Other Considerations

There are logistical and practical considerations regarding the establishment, maintenance, and access to registry data that were outlined but did not receive discussion in this first meeting. Such issues included management; maintenance; quality control over such things as standards for assessments and standardization of outcome reporting; use of common data elements; legal, ethical, and financial issues; common software; and access to registry data—all of which are critical to evaluating the quality of a registry as well as to utilizing data or individuals enrolled in it. Furthermore, it was noted that using registry patients in a clinical trial then changes the nature of the population of patients in the registry itself.

Conclusion

The workshop concluded that there was no one definition of a registry and that when discussing the merits of this type of observational data, it is important not to use the term “registry data” by itself, but to qualify what kind of registry data is being referenced. A series of topics were laid out that can generally be lumped under the title of “implications for clinical trials.” For example, given that different types of registries obtain and store different types of data (e.g., some are cross-sectional, some systematically longitudinal, and some event-based; some are population-based and some are narrowly defined populations), the challenge is to understand which types of registries can address which types of questions that would intersect with the goals of clinical trials. In other words, how does one design studies using registry data? Would registry data best be utilized for low frequency serious events? What are the appropriate comparators? Statistical considerations are interwoven with the use of registries for purposes perhaps beyond their original intent. For example: What biases are inherent in a registry in terms of who the participants are? How can those biases be made known and thereby evaluated? What are the statistical implications in the sampling? How would the use of registry patients in a clinical trial affect the generalizability of the trial results?

What also evolved from the discussion was an awareness of the variety of reasons why registries are established. Thus, from an industry perspective, companies develop their own registries for drug development or risk management projects pertinent to the goals of the company. From a public health perspective, the wider availability of registry data and the ability to evaluate the utility of those data for contribution to larger scale effectiveness questions might prove enormously valuable.
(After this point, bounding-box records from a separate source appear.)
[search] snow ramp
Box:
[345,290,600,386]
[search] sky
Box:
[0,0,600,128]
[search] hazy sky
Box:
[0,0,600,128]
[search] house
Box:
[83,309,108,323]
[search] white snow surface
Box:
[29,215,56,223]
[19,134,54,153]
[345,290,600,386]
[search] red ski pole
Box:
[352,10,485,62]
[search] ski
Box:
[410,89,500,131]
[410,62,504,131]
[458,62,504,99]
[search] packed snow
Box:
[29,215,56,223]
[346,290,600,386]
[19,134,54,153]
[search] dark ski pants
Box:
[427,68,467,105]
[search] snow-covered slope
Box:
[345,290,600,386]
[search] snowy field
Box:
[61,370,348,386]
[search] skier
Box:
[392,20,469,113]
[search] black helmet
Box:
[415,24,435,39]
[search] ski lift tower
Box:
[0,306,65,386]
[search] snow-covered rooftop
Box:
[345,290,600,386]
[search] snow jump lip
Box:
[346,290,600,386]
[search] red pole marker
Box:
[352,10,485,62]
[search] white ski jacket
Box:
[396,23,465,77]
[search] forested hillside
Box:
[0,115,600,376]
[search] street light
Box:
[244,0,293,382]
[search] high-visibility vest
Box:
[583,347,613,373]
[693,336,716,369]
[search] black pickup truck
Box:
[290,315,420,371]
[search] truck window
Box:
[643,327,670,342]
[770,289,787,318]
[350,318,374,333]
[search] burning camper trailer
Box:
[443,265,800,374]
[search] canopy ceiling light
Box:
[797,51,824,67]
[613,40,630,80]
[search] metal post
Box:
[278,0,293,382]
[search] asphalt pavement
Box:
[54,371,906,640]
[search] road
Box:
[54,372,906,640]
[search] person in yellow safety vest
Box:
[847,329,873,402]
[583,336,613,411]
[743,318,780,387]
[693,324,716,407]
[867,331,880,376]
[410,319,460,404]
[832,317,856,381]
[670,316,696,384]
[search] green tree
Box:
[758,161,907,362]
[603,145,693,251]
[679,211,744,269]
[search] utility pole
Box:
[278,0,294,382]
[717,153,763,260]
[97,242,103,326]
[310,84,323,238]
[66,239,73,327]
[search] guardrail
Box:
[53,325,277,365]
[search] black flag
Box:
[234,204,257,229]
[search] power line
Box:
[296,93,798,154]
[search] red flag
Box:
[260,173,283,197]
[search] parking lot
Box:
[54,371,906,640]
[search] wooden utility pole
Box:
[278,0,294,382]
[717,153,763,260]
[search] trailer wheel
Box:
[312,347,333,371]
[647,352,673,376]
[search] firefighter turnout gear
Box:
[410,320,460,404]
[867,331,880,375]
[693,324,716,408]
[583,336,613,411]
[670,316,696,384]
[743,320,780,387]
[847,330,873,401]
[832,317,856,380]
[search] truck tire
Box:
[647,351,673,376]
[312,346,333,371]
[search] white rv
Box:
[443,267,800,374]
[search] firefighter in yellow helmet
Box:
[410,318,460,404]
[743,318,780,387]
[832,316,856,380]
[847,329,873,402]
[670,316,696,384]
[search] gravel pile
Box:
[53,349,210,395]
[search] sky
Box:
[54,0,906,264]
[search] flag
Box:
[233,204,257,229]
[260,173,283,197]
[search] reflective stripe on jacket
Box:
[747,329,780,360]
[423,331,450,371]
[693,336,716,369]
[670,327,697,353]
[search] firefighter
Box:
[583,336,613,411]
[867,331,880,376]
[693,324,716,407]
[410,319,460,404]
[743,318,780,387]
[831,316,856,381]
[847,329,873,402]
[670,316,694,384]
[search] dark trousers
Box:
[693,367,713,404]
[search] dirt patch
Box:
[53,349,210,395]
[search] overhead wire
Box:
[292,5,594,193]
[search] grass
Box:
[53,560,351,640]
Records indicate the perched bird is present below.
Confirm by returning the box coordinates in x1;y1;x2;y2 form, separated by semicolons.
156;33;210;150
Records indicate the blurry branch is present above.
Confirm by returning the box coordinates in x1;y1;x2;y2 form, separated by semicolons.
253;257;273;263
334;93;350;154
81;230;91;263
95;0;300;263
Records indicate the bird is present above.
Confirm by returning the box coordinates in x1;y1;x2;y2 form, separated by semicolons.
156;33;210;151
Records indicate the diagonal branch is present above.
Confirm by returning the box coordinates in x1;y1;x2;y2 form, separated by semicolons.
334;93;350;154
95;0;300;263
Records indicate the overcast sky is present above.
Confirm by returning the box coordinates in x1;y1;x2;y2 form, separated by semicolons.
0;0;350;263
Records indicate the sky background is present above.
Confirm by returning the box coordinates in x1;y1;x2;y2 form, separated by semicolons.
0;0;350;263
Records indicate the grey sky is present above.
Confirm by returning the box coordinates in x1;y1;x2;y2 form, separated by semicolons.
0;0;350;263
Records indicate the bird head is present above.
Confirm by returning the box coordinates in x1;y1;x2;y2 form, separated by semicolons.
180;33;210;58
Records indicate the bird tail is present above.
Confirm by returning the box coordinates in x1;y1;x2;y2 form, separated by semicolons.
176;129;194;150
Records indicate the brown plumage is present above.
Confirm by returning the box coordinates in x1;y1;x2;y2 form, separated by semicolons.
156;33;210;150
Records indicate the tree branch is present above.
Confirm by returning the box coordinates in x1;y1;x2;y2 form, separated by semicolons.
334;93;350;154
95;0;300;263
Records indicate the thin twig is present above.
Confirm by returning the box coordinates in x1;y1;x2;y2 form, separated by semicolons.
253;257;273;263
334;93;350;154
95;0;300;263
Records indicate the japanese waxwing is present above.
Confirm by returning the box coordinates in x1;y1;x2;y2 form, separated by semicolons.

These two aspects, while recognized, were not addressed in this forum.

This brief workshop raised many issues and answered few regarding whether the use of patient registries would be beneficial in CNS drug development. It is clear that the issues raised span the full range of methodology from defining the questions that can be addressed, to collecting and accessing data, to statistical analytic techniques and assessment for bias. Interested ISCTM members may be asked to form a workgroup to continue the discussions with the goal of finding the sweet spot for the intersection of registry data and clinical trials.